Photographe et réalisateur français, Thierry Secretan a déposé son témoignage par visioconférence dans l’affaire Thomas Sankara et douze autres, ce lundi 10 janvier 2022, depuis Paris.

« Je n’ai pas d’informations de première main sur les événements du 15 octobre 1987 car je n’étais pas à Ouagadougou. Les informations que j’ai ne sont pas de nature nouvelle. Elles viennent principalement de Jerry Rawlings, avant et après les événements », a declaré Thierry Secretan.
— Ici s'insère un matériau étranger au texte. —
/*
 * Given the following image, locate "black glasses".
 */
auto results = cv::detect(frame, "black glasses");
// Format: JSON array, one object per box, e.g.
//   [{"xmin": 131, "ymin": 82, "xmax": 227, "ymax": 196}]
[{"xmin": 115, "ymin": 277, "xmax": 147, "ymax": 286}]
Le témoin dit avoir fait la connaissance du président Thomas Sankara à la suite de son discours tenu à Bobo-Dioulasso, à l’occasion de la visite de John Jerry Rawlings, le 17 février 1984.

Dans ce discours, Sankara a fait une confession publique en évoquant l’aide « clandestine » précieuse dont le Burkina Faso (ex-Haute Volta) a bénéficié pour l’avènement de la révolution. Voici un extrait de ce qu’il a dit ce jour là.

« Avant d’être chef de l’État du Ghana, J.J Rawlings est d’abord Africain, Africain avec nous, parmi nous, pour nous. En effet, J.J Rawlings est un des nôtres, intimement mêlé à notre lutte, lié à notre combat. Comme démonstration de cette liaison révolutionnaire et dynamique entre ce frère ghanéen et nous-autres, des contacts nombreux, fréquents mais clandestins ont existé entre lui et nous depuis fort longtemps, mais essentiellement après le 17 mai. C’est lui qui a été un des rares chefs d’État à croire encore en la possibilité pour la Haute-Volta révolutionnaire de continuer sa lutte. Il a osé nous soutenir de toutes ses forces militaires, politiques et diplomatiques, il a osé combattre lui-même personnellement à nos côtés, nous assistant de ses conseils, de son soutien efficace, de ses analyses clairvoyantes et nous avons effectué des voyages nombreux au Ghana. Dans la clandestinité certes, mais avec la conviction que nous combattions pour notre peuple. Nous nous sommes rencontrés plusieurs fois avec J.J Rawlings. Malgré les pressions diverses qui pesaient contre lui, les menaces, les chantages, Rawlings n’a jamais cédé et il a tout mis en œuvre pour que la révolution triomphe en Haute-Volta. Il a osé sacrifier une partie du Ghana pour la Haute-Volta ».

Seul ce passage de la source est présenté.